Generic Flan-T5 RL training
Hello,
I tried to use this library to train a FLAN-T5. I have seen that as examples there are sentiment analysis or summarization tasks, but in my case it is a generic generation task. Trying to use my dataset, I tried the config: ppo_config_cnn_daily.yml.
The result I got is this, and it seems to be a summarization task:
Prompt: "[some text] ... from 1978, excluding finishing years incoming 62"
Output: "years incoming 62 incoming 62 incoming 62 incoming 62 incoming 62 incoming 62 incoming 62 incoming 62 incoming 62 incoming"
And I'm using this code with my personal prompts:
trlx.train(
reward_fn=reward_fn,
prompts=train_prompts,
eval_prompts=valid_prompts,
config=config
)
I have two problems, maybe caused by summarization task:
- First the repetition at the end
- Second, the expected output is very different
Should I change the code or are there generic examples? Thanks
Can you provide the dataset or code that you used? You can try to change gen_kwargs in the config with summarization I used greedy sampling to evaluate, but I am not sure it will work for your task.
@PhungVanDuy I'm using the standard configuration of ppo_config_cnn_daily.yml (the pipeline or trainer in this file).
As code i'm using this code (the only difference is that I'm using my own dataset).

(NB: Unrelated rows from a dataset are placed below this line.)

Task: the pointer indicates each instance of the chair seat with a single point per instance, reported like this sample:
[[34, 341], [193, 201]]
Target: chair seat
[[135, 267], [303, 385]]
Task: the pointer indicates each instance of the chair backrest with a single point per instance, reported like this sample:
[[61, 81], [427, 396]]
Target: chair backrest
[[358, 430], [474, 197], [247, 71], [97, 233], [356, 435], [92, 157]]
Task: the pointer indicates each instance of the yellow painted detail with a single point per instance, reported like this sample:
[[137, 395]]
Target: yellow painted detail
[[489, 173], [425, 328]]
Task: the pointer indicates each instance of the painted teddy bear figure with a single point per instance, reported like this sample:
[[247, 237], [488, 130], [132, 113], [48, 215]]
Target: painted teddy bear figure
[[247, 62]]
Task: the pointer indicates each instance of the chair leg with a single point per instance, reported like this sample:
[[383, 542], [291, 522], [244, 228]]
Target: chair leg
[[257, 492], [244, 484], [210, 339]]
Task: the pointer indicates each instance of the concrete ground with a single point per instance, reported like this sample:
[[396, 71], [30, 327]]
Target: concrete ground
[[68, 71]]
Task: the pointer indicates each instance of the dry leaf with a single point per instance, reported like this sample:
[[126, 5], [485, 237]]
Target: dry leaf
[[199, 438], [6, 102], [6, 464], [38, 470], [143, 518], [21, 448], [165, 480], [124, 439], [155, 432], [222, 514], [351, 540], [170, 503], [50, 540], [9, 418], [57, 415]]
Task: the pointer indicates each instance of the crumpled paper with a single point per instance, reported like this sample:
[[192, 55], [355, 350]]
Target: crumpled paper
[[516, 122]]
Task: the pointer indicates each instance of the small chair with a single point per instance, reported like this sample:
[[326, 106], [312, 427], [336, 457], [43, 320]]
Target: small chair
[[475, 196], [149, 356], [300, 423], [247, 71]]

As personal dataset and standard generation task, an expected output can be something like this:
Prompt: "[some text] ... from 1978, excluding finishing years incoming 62"
Output: "year: '1978', incoming: '62'"
@PhungVanDuy I'm using the standard configuration of
ppo_config_cnn_daily.yml(the pipeline or trainer in this file). As code i'm using this code (the only difference is that I'm using my own dataset).As personal dataset and standard generation task, an expected output can be something like this:
Prompt: "[some text] ... from 1978, excluding finishing years incoming 62" Output: "year: '1978', incoming: '62'"
Can you try to adjust gen_kwargs, reduce the number of new tokens add sampling with low temperature?